1. Field of the Invention
The present invention generally relates to a process for the preparation of trifluoromethyl iodide. More particularly, the present invention relates to a process for the preparation of trifluoromethyl iodide from CF3—W and IFn, wherein W is H, Br, Cl, COOH, COCl, COOCH3, COOC2H5, COCH3, COPh, CF3, Si(CH3)3, SPh, SCH3, SSCF3, SSPh, SSCH3, or SO2Cl, and n is 1, 3, 5 or 7, wherein in process is carried out in the presence or absence of oxygen co-feed.
2. Description of the Prior Art
An article by Dhooge et al. in the Proceedings of the 4th Conference on Aerospace Materials, Processes, and Environmental Technology, pages 259–268 (2000), describes vapor phase production process for the preparation of CF3I by the reaction between CHF3 with I2 in the presence of a catalyst including alkali metal salts supported on an activated carbon carrier. The mechanism of the reaction appears to proceeds via :CF2 (difluoro carbene) intermediates that are formed on the catalyst surface, followed by carbene disproportionation to •CF3 radicals, followed by reaction with 12 to give CF3I (see Nagasaki, Noritaka et al., Catalysis Today (2004), 88(3–4), 121–126).
JP 52068110 (1977) describes the preparation of CF3I by vapor-phase reaction of Freon 23 with iodine in the presence of alkali or alkaline earth metal salts.
DE 1805457 (1970) describes the preparation of CF3I and C2F5I from the reaction of corresponding bromides and KI without solvent.
Naumann et al., J. Fluorine Chem., 67(1), 91–3 (1994) describes the preparation of CF3I from CF3Br by a multi-step reaction, which employs elemental Zn.
European Patent Application EP 266,281 A1 (1988) describes the preparation of CF3I from CF3Br by contact with a metal or an alkali metal dithionite and SO2 followed by treatment with iodine in a carboxylic or sulfonic acid.
Lee, K.-H. et al., Hwahak Konghak, 39(2), 144–149 (2001) describes the preparation of CF3I by iodination of CF3CO2H with iodine using a flow reactor over various salt-impregnated catalysts.
Su, D. et al., J. Chem. Soc., Chem. Commun., (11), 807–8 (1992) describes the preparation of CF3I by treatment of XCF2CO2Me (X=Cl or Br) with iodine in the presence of potassium fluoride and copper (I) iodide.

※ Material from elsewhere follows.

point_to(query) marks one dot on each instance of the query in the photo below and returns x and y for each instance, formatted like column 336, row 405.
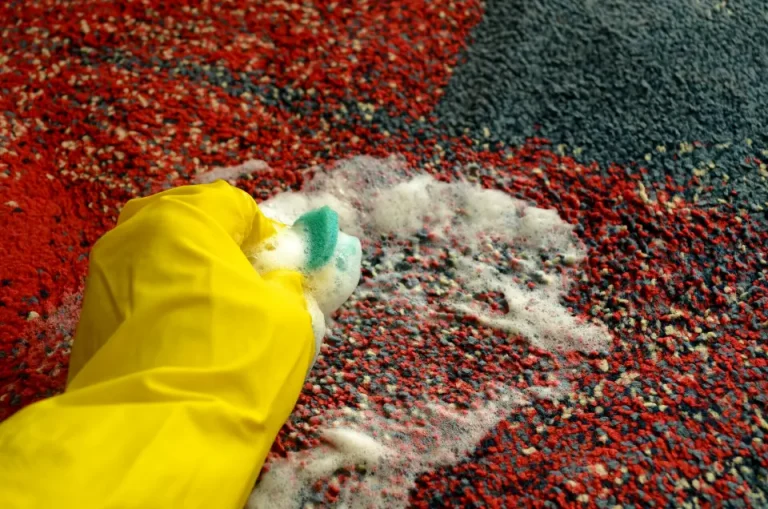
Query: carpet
column 641, row 123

Chiriac, M. et al., Inst. Tehnol. Izot. Mol., 33(11), 1018–20 (1982) describes the preparation of CF3I from AgO2CCF3 (silver trifluoroacetate).

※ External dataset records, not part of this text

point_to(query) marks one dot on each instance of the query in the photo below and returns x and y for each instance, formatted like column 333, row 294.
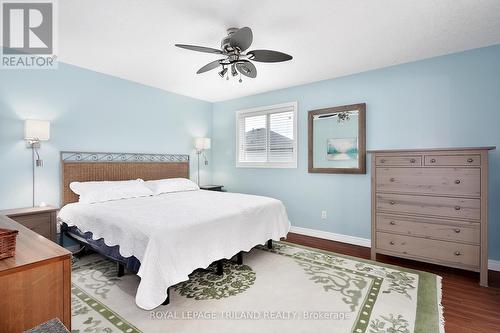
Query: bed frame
column 92, row 166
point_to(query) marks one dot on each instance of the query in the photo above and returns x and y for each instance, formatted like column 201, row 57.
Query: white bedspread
column 173, row 234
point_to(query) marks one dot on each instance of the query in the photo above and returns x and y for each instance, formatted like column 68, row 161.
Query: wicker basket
column 7, row 243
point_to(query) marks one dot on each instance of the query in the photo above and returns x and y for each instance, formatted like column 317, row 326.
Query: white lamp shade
column 202, row 143
column 37, row 130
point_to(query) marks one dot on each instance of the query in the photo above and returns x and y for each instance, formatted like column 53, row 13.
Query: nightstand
column 42, row 220
column 217, row 188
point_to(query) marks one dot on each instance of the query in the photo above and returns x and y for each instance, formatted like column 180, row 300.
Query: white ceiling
column 134, row 39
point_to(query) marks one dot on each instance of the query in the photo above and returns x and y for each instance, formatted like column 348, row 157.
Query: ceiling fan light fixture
column 233, row 48
column 233, row 70
column 223, row 72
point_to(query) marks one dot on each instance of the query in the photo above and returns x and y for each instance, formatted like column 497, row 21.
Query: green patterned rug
column 288, row 289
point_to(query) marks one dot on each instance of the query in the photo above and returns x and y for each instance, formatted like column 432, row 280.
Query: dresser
column 42, row 220
column 432, row 205
column 35, row 284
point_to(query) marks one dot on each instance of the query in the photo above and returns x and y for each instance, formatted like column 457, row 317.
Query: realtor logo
column 28, row 34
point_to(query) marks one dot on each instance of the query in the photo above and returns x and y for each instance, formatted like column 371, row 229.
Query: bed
column 163, row 237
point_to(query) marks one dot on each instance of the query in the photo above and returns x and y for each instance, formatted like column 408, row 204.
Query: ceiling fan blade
column 199, row 48
column 242, row 38
column 268, row 56
column 209, row 66
column 246, row 68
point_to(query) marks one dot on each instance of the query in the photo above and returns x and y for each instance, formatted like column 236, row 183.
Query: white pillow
column 91, row 192
column 171, row 185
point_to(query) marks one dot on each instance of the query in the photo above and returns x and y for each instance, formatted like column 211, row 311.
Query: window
column 266, row 137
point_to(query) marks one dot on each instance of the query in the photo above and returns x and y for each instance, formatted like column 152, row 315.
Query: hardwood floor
column 468, row 308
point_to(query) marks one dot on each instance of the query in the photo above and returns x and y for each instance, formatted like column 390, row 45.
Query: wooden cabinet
column 42, row 220
column 432, row 205
column 35, row 284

However, in view of the high cost of the raw materials required and the formation of undesirable solid by-products that are difficult to dispose of, and because of the adverse impact of the solid by-products on the environment, none of the above described methods provide a practical and economical process that can be adapted to large scale production of high purity CF3I. In addition, there are no reports in the literature of any catalytic vapor-phase process for making CF3I in high yield. Accordingly, the discovery of a high yield, catalytic vapor-phase process, which avoids the formation of solid by-products and the adverse impact of such solid by-products on the environment would be welcome by the Chemical Industry.
These problems can be avoided by the use of a process for the preparation of trifluoromethyl iodide from CF3—W and IFn wherein W is H, Br, Cl, COOH, COCl, COOCH3, COOC2H5, COCH3, COPh, CF3, Si(CH3)3, SPh, SCH3, SSCF3, SSPh, SSCH3, or SO2Cl, and n is 1, 3, 5, or 7.
The present invention provides such a high yield, catalytic vapor-phase process, which avoids the formation of solid by-products and the adverse impact of such solid by-products on the environment.